定义 Instrumentation 资源：

apiVersion: opentelemetry.io/v1alpha1
kind: Instrumentation
metadata:
  name: otel-instrumentation
  namespace: default
spec:
  exporter:
    endpoint: http://$(OTEL_AGENT_HOST):4318  # 发到本节点 Agent
  propagators:
    - tracecontext
    - baggage
    - b3

  # Python 自动埋点配置
  python:
    env:
      - name: OTEL_LOGS_EXPORTER
        value: otlp
      - name: OTEL_PYTHON_LOG_CORRELATION
        value: "true"  # 自动在日志里注入 TraceID
      - name: OTEL_PYTHON_LOG_LEVEL
        value: info

  # Java 自动埋点配置
  java:
    env:
      - name: OTEL_INSTRUMENTATION_JDBC_ENABLED
        value: "true"

  # Go 不支持真正的 eBPF 级别自动注入（编译型语言限制）
  # 但可以注入环境变量，配合应用使用 auto-instrumentation 库
  go:
    env:
      - name: OTEL_GO_AUTO_TARGET_EXE
        value: /app/server

在 Deployment 上添加 annotation 触发注入：

apiVersion: apps/v1
kind: Deployment
metadata:
  name: my-python-service
spec:
  template:
    metadata:
      annotations:
        # 自动注入 Python SDK
        instrumentation.opentelemetry.io/inject-python: "true"
        # 或者指定具体的 Instrumentation 资源
        instrumentation.opentelemetry.io/inject-python: "otel-instrumentation"
    spec:
      containers:
        - name: app
          image: my-python-service:latest
          env:
            - name: OTEL_SERVICE_NAME
              value: "my-python-service"
            - name: OTEL_RESOURCE_ATTRIBUTES
              value: "deployment.environment=production"
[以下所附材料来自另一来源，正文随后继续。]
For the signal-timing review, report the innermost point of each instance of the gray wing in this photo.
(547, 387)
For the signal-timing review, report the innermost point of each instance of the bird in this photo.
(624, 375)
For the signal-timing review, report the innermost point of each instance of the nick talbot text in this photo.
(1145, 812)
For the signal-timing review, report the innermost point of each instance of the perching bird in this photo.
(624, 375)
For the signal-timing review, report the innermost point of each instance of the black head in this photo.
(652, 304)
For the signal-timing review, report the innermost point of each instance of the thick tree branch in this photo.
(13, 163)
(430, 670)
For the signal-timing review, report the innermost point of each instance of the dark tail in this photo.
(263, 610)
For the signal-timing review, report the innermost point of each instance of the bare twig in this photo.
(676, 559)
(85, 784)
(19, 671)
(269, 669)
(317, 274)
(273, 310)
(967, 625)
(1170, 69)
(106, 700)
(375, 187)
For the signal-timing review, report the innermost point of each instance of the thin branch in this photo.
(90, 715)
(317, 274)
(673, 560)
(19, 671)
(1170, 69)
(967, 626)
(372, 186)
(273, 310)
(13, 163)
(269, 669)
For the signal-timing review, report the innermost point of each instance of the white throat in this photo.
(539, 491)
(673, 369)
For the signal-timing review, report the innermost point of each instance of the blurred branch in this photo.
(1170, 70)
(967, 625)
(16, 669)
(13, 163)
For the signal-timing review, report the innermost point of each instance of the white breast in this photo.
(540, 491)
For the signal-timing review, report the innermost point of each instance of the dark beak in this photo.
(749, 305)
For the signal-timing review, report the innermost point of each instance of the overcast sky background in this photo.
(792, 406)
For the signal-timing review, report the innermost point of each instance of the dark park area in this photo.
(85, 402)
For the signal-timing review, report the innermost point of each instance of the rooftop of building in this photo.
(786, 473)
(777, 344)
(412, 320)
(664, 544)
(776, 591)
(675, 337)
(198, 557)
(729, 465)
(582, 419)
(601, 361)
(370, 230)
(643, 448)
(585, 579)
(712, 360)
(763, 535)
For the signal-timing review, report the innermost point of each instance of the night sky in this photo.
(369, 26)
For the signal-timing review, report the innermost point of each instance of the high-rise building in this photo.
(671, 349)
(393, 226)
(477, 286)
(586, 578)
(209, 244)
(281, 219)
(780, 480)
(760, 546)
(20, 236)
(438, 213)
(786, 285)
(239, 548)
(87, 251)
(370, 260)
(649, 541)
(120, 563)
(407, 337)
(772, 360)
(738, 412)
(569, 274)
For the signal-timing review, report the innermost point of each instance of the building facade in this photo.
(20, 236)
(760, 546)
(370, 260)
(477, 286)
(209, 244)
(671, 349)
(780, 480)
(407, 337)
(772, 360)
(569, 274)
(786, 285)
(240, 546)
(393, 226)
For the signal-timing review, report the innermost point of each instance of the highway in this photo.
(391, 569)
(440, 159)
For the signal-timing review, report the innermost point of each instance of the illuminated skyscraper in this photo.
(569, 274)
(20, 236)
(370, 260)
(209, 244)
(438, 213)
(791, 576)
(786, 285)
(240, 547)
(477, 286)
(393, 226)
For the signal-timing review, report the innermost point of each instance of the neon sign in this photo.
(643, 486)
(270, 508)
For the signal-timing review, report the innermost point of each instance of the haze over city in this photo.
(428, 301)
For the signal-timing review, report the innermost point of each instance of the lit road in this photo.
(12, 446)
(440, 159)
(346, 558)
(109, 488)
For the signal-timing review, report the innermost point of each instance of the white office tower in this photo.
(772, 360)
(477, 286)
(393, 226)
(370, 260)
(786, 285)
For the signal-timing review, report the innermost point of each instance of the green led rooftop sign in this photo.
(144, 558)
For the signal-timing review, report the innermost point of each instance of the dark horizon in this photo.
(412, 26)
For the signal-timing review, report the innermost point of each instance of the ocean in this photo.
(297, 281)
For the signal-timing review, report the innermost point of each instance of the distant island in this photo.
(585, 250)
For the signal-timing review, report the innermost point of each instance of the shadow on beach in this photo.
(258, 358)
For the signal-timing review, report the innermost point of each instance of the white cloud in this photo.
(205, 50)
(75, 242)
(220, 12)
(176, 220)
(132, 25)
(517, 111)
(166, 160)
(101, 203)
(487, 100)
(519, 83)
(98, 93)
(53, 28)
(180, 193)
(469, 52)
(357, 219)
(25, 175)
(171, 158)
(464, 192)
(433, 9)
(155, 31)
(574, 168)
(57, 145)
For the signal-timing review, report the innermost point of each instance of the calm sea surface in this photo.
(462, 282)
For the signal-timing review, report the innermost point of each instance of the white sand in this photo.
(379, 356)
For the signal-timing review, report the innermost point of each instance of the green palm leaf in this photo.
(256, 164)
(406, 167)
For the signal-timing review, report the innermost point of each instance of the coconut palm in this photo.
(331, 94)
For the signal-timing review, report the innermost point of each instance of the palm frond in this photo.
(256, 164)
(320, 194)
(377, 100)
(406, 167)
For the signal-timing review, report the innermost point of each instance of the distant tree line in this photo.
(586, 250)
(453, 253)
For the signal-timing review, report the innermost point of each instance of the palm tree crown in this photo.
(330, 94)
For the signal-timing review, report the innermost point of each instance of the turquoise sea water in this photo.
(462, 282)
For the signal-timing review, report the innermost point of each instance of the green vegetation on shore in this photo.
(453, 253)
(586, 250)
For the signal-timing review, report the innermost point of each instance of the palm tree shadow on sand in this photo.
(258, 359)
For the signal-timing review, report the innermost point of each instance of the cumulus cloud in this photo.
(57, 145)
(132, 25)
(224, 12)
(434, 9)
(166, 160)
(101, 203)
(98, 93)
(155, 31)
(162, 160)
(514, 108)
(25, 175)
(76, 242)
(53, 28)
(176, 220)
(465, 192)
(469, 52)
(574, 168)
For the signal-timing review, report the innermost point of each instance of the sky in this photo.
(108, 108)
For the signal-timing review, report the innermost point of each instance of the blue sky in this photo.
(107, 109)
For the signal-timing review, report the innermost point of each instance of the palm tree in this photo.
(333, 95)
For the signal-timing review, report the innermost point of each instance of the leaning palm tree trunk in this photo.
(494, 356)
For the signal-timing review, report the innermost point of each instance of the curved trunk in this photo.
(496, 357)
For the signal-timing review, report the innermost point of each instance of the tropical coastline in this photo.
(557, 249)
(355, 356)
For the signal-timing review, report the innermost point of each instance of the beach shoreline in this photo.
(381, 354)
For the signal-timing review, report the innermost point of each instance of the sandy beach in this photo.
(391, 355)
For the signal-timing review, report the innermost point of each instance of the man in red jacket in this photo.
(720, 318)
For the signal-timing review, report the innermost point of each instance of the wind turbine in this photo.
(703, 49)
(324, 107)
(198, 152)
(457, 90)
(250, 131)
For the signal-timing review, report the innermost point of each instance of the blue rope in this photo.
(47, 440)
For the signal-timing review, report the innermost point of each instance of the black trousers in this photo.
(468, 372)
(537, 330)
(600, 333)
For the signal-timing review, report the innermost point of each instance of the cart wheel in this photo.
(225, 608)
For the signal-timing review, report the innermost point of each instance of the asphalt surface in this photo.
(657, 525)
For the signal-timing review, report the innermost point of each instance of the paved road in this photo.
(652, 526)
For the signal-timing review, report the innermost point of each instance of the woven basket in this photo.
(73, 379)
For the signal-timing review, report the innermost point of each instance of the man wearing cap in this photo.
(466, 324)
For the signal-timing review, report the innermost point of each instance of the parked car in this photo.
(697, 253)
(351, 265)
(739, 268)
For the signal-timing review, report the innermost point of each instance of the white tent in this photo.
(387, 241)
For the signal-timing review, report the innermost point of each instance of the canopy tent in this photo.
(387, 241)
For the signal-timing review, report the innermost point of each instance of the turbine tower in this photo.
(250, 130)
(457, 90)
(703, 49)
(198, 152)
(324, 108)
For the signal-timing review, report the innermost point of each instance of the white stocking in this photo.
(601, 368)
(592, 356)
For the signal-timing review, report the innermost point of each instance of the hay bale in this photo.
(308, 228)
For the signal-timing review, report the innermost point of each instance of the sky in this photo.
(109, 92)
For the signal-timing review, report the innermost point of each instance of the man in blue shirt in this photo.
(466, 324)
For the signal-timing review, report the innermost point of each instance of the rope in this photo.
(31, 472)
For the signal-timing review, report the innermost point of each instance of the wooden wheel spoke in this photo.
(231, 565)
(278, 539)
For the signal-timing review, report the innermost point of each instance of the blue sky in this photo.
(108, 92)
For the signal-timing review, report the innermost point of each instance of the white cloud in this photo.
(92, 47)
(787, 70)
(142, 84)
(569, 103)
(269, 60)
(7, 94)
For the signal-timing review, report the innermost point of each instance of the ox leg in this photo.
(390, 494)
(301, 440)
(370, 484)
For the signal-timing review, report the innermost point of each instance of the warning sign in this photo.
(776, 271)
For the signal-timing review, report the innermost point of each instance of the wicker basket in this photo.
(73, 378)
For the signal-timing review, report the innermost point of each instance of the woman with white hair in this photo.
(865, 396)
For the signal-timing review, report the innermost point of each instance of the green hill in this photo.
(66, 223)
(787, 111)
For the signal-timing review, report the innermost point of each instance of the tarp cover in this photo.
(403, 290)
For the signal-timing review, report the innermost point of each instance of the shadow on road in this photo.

对于 Go 服务，由于 Go 是编译型语言，自动注入只能注入环境变量，实际 SDK 集成还是需要在代码里引入：

import (
    "go.opentelemetry.io/otel"
    "go.opentelemetry.io/otel/exporters/otlp/otlptrace/otlptracegrpc"
    sdktrace "go.opentelemetry.io/otel/sdk/trace"
)

func initTracer() func() {
    ctx := context.Background()
    
    // 从环境变量读取 endpoint，方便 K8s 注入配置
    endpoint := os.Getenv("OTEL_EXPORTER_OTLP_ENDPOINT")
    if endpoint == "" {
        endpoint = "localhost:4317"
    }
    
    exp, _ := otlptracegrpc.New(ctx,
        otlptracegrpc.WithEndpoint(endpoint),
        otlptracegrpc.WithInsecure(),
    )
    
    tp := sdktrace.NewTracerProvider(
        sdktrace.WithBatcher(exp),
        sdktrace.WithResource(resource.NewWithAttributes(
            semconv.SchemaURL,
            semconv.ServiceName(os.Getenv("OTEL_SERVICE_NAME")),
        )),
    )
    otel.SetTracerProvider(tp)
    
    return func() { tp.Shutdown(ctx) }
}

Grafana 联动：从 Trace 跳转到 Logs
#

这是 OpenTelemetry 方案最大的体验优势之一。在 Grafana 里配置 Tempo 和 Loki 的关联：

Tempo Data Source 配置（在 Grafana UI 里）：

# Tempo datasource 的 "Derived fields" 或在 provisioning 里配置
# 在 Tempo 的 datasource 设置里，找 "Trace to logs" 配置：
datasources:
  - name: Tempo
    type: tempo
    url: http://tempo:3100
    jsonData:
      tracesToLogsV2:
        datasourceUid: loki-uid   # Loki datasource 的 UID
        spanStartTimeShift: "-5m"
        spanEndTimeShift: "5m"
        filterByTraceID: true
        filterBySpanID: false
        customQuery: true
        query: |
          {namespace="${__span.tags["k8s.namespace.name"]}",
           pod="${__span.tags["k8s.pod.name"]}"}
           | json
           | trace_id="${__trace.traceId}"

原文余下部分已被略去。